In patients who are not suitable for neobladder or with doctor / patient preference, ileal conduit (mouthing the nascent bladder to the anterior abdominal wall) is also used in urinary diversion. Although many parts of the gastrointestinal system can be used in urinary diversion during this surgery, it is the ileum part of the small intestines (also the most preferred in our own clinic). In addition, lymph nodes up to the abdominal aorta level are routinely removed.

What awaits patients after bladder removal?

In patients to be treated with ileal conduit, discharge of urine into the bag on the anterior abdominal wall causes hesitations in the decision-making process of the patients, but we observe that patients get used to it very quickly in our daily practice.
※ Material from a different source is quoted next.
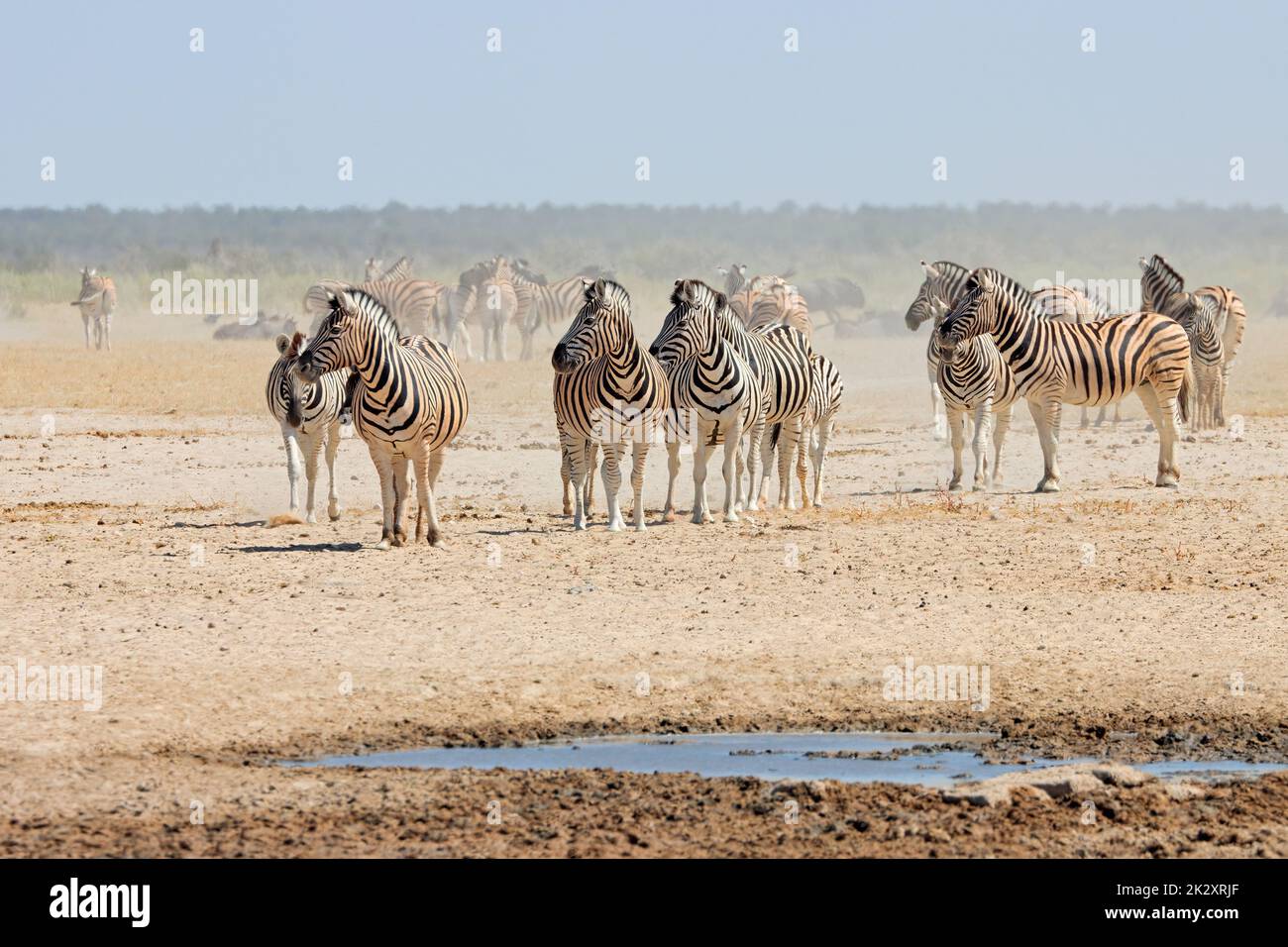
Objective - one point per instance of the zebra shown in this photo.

Electrolyte disturbances can be seen immediately after surgery, especially in patients who undergo orthotopic neobladder. In addition, it takes 1-2 years for the neobladder to reach its maximum capacity, and urinary incontinence is frequently observed in patients during this process.

Is there a place for chemotherapy in bladder cancer?

Adjuvant chemotherapy is recommended for patients with stage T3-4 or lymph node tumor after radical cystectomy.

Although there is no alternative to this surgery in patients who are not suitable for radical cystectomy surgery, it is applied in combination with radiotherapy.

Chemotherapy is our only treatment option in metastatic disease.